The Ghosts of Buxley Hall is a 1980 American made-for-television fantasy-comedy film produced by Walt Disney Productions, directed by Bruce Bilson and starring Dick O'Neill, Victor French, Louise Latham and Monte Markham. It was originally broadcast as a two-part episode of Disney's Wonderful World on December 21 and December 28, 1980.
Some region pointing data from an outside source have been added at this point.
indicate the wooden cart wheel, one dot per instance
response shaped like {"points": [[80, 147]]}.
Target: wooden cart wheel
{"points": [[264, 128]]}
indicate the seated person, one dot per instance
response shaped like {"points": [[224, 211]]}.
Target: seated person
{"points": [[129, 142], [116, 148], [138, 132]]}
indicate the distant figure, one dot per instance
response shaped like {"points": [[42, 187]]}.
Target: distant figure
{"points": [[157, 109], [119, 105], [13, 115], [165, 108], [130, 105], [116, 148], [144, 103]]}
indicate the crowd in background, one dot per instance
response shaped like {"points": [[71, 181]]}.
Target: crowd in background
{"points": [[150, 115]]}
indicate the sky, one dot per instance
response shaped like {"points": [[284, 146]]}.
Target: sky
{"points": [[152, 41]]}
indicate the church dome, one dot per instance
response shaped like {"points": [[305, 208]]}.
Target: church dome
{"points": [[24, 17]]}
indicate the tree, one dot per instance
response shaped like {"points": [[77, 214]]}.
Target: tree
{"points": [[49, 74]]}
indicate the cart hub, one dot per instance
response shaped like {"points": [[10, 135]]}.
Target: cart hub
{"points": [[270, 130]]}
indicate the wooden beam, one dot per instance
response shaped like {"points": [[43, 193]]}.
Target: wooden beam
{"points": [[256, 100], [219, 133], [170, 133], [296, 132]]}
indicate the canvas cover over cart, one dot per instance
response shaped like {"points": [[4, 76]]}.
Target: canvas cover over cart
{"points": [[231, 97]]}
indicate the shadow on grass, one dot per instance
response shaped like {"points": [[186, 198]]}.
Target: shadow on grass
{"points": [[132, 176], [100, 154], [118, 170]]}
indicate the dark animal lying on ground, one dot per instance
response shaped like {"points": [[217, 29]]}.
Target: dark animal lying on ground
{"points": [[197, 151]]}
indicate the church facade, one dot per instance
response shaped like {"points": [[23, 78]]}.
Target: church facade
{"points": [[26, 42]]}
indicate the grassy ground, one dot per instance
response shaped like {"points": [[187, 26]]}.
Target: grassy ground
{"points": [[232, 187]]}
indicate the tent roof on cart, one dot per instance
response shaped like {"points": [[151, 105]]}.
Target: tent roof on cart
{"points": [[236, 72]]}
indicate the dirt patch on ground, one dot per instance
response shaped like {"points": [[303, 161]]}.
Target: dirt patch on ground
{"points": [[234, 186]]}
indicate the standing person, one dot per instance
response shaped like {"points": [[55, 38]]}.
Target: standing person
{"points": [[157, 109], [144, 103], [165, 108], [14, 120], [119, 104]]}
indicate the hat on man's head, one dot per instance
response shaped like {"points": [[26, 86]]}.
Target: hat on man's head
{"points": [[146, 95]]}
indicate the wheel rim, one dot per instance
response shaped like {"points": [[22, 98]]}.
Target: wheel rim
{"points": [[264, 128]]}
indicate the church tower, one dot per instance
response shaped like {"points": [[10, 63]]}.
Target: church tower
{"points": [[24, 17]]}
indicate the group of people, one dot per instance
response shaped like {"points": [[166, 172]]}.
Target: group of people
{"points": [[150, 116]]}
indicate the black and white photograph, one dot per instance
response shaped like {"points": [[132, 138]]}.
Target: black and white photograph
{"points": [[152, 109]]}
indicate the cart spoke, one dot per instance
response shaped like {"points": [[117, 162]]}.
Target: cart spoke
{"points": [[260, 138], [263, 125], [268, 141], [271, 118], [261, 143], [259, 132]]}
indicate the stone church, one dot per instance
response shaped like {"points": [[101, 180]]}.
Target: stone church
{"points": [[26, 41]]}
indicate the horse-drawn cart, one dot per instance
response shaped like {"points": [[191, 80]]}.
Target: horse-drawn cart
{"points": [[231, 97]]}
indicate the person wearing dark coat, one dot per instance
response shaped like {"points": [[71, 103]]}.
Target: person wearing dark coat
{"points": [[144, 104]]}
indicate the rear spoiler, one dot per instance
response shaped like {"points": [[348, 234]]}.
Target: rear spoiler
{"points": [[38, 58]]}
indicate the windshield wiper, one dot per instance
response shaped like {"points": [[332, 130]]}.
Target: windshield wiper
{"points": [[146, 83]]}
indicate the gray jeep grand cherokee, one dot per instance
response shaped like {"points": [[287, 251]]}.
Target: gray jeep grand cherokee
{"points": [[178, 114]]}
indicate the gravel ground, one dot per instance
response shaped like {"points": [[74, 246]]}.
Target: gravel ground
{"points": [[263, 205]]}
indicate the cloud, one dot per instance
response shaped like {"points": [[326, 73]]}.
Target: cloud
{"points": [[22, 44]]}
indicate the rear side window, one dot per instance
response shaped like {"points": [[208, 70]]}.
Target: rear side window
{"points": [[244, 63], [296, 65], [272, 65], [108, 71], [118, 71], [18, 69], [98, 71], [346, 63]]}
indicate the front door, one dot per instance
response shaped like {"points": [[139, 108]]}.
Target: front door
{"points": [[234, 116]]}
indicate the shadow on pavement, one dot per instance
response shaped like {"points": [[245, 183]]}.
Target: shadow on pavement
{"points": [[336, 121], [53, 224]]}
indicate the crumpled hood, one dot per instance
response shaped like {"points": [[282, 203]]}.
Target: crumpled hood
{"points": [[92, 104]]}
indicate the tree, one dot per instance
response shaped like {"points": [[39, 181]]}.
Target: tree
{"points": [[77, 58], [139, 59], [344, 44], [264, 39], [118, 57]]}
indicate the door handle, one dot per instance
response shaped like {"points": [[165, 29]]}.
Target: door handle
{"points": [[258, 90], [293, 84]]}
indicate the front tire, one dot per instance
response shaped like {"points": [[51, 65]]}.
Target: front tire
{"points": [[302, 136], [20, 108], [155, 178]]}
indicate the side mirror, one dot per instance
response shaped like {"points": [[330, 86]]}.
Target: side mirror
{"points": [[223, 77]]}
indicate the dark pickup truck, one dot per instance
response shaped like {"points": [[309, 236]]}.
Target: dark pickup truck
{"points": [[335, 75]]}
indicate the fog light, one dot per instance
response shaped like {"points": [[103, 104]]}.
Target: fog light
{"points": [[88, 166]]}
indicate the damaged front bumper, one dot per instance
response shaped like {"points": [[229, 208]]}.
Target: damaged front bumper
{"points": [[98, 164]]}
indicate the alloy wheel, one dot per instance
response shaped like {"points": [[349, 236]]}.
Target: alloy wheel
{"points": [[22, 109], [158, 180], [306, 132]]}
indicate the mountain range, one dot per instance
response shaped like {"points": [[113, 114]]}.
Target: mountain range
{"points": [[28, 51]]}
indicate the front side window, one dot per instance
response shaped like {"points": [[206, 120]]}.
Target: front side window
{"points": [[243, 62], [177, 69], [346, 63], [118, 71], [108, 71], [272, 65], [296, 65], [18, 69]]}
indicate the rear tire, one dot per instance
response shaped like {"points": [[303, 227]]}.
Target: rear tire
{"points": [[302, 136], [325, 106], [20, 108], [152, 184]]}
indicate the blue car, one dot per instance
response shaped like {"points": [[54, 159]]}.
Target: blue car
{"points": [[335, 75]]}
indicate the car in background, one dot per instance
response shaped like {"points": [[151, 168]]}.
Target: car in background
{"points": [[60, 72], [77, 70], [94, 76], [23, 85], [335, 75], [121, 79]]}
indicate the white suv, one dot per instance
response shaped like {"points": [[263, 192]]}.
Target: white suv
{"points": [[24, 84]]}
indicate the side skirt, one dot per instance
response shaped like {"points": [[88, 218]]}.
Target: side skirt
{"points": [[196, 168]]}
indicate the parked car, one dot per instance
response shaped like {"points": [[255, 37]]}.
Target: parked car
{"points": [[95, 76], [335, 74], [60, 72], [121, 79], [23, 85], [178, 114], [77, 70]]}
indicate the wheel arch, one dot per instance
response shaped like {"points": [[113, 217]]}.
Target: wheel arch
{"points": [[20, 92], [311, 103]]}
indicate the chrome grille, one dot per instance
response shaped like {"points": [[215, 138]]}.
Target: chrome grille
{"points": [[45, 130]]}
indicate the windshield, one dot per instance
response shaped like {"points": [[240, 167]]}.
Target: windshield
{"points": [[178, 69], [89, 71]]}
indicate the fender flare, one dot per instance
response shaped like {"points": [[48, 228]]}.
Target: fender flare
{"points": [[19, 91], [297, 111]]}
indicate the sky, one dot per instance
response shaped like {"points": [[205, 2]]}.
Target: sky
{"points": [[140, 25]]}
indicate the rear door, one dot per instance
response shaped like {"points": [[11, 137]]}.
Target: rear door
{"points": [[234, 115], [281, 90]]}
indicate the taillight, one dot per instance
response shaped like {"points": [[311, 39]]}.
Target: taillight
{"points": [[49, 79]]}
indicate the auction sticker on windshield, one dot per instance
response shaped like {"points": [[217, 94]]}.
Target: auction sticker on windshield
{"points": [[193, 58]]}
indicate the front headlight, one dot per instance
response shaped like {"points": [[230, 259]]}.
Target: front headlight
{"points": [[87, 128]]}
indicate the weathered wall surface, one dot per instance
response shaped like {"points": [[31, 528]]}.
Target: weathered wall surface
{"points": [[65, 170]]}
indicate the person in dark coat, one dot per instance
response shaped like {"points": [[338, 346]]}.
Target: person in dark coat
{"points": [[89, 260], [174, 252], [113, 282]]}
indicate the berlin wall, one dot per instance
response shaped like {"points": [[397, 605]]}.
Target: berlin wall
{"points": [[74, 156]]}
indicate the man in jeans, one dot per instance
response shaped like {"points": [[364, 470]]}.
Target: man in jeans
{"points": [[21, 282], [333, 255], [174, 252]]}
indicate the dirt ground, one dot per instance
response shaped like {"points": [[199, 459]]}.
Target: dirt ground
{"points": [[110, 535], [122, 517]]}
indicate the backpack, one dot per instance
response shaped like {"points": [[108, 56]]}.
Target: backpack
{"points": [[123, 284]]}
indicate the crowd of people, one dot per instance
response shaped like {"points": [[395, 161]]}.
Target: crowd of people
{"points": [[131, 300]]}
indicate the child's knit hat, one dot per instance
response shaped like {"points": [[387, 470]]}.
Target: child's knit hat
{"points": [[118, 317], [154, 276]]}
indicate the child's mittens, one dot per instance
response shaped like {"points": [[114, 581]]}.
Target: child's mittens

The Ghosts of Buxley Hall was filmed on location at Banning House in the Wilmington section of Los Angeles, California.

==Synopsis==
When the 100-year-old Buxley Military Academy falls on hard financial times and is forced to merge with a school for girls, the academy's resident ghosts – General Eulace C. Buxley, Bettina Buxley and Sergeant Major Chester B. Sweet – are aggrieved and aroused from their sleep to seek justice. Outraged by this disrespect of tradition, the spirits are further appalled by a modern world of equal rights for women and rock 'n' roll, as well as the dishonest designs a wealthy matron has for the school. The ghost trio declares war on the living who are involved in their own battle of the sexes.

==Cast==
- Dick O'Neill as General Eulace C. Buxley
- Victor French as Sergeant Major Chester B. Sweet
- Louise Latham as Bettina Buxley
- Rad Daly as Jeremy Ross
- Monte Markham as Colonel Joe Buxley
- Ruta Lee as Ernestine Di Gonzini
- Vito Scotti as Count Sergio Luchesi Di Gonzini
- Don Porter as Judge Oliver Haynes
- Steve Franken as Virgil Quinby
- Renne Jarrett as Emily Wakefield
- Christian Juttner as Cadet Captain Hubert Fletcher
- Tricia Cast as Posie Taylor
- Guy Raymond as Ben Grissom
- John Myhers as E.L. Hart
- Joe Tornatore as Vincent
- Stu Gilliam as Lt. Jim Rodney
- John Ericson as George Ross
- Tony Becker as Todd
- Karyn Harrison as Waitress
- Billy Jacoby as David Williams

==Production==
On April 5, 1981, a little over four months after the December broadcast of The Ghosts of Buxley Hall, director Bruce Bilson married one of the film's co-stars, Renne Jarrett.

==Release==
The Ghosts of Buxley Hall was released on VHS by Walt Disney Home Video in the 1980s. On September 18, 2012, it was released on DVD as a Disney Movie Club Exclusive, available only to club members for mail or online ordering.

==Broadcast==
Turner Classic Movies presented The Ghosts of Buxley Hall on October 28, 2015, as part of its "Treasures From the Disney Vault" combined with a "Salute to Halloween". Shown before "The Ghosts of Buxley Hall" were The Three Little Pigs (1933), The Big Bad Wolf (1934), Three Little Wolves (1936), The Adventures of Ichabod and Mr. Toad (1949), The Old Mill (1937), "The Plausible Impossible" (1956), Escape to Witch Mountain (1975), Lonesome Ghosts (1937), Frankenweenie (1984) and Mr. Boogedy (1986). Following "The Ghosts of Buxley Hall", the Disney-Halloween salute concluded with Return from Witch Mountain (1978).